Remote work availability sits at 15% of all AI roles (590 positions), with 3,217 requiring on-site or hybrid attendance. The remote share has stabilized after the post-pandemic correction. Senior and specialized roles (Research Scientist, ML Architect) are more likely to be remote-eligible than entry-level positions, partly because experienced hires have more negotiating power and partly because these roles require less hands-on mentorship.
AI compensation is structured in clear tiers. The market median sits at $200,100. Top-quartile roles start at $253,500, and the 90th percentile reaches $307,500. These figures include base salary with disclosed compensation. Total compensation (including equity, bonuses, and sign-on) runs 20-40% higher at companies that offer those components.
Category matters for compensation.
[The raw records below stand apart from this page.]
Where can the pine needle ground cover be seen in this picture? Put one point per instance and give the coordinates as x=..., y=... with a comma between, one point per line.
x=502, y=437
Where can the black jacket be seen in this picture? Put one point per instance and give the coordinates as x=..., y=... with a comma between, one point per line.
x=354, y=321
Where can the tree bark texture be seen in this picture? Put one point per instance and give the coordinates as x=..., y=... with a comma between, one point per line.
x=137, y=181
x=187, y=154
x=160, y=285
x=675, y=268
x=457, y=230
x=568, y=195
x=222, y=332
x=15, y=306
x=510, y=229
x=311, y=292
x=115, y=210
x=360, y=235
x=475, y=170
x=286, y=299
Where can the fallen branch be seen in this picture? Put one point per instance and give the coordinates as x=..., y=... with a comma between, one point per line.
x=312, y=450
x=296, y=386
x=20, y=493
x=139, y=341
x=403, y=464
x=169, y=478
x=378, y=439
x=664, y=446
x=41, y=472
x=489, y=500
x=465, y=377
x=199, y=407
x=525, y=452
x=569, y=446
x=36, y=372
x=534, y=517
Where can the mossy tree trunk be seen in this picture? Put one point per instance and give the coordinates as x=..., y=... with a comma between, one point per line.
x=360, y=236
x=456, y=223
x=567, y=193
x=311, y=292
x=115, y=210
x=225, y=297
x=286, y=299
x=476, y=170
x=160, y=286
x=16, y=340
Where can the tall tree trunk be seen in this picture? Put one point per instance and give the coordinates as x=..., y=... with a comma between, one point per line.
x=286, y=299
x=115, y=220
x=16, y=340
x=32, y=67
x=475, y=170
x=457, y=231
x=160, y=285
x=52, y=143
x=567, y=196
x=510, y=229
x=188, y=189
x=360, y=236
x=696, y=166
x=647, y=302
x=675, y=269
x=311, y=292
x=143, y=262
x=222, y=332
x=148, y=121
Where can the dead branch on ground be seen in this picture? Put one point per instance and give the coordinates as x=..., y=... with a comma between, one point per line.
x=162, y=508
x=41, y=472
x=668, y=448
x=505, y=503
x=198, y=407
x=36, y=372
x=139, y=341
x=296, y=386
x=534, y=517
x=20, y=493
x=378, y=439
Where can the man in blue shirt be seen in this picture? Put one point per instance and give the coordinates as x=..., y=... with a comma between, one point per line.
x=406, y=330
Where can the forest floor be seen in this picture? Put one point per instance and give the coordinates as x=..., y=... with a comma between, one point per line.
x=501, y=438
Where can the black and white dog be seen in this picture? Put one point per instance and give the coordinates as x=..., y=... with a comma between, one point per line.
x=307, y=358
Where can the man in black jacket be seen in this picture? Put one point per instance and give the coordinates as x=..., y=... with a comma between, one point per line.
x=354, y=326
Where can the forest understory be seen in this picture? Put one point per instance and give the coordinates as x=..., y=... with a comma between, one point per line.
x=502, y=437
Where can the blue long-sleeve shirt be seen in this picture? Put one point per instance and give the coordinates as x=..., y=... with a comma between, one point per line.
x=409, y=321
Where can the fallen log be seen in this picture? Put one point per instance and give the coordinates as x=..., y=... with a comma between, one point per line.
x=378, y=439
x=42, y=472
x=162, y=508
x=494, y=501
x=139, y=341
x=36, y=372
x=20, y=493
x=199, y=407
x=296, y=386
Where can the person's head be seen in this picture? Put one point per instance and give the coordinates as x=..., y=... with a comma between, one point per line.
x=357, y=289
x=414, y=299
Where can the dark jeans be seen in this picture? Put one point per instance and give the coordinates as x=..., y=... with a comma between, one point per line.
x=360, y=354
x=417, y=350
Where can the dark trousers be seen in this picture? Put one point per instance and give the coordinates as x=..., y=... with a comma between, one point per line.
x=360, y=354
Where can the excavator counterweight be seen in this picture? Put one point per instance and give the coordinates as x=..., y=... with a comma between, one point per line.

AI Engineering Manager roles lead at $275,000 median, while Prompt Engineer roles sit at $140,000. The spread between highest and lowest-paying categories reflects the premium on specialized technical skills versus broader analytical roles.
The most in-demand skills across all AI postings: Python (1,979 postings), Aws (1,190 postings), Azure (899 postings), Rag (839 postings), Gcp (726 postings), Pytorch (595 postings), Prompt Engineering (595 postings), Claude (540 postings). Python dominates, appearing in the vast majority of role descriptions regardless of category. Cloud platform experience (AWS, GCP, Azure) is the second most common requirement. The newer entrants to the top skills list (RAG, vector databases, LLM APIs) reflect the shift from traditional ML toward generative AI applications.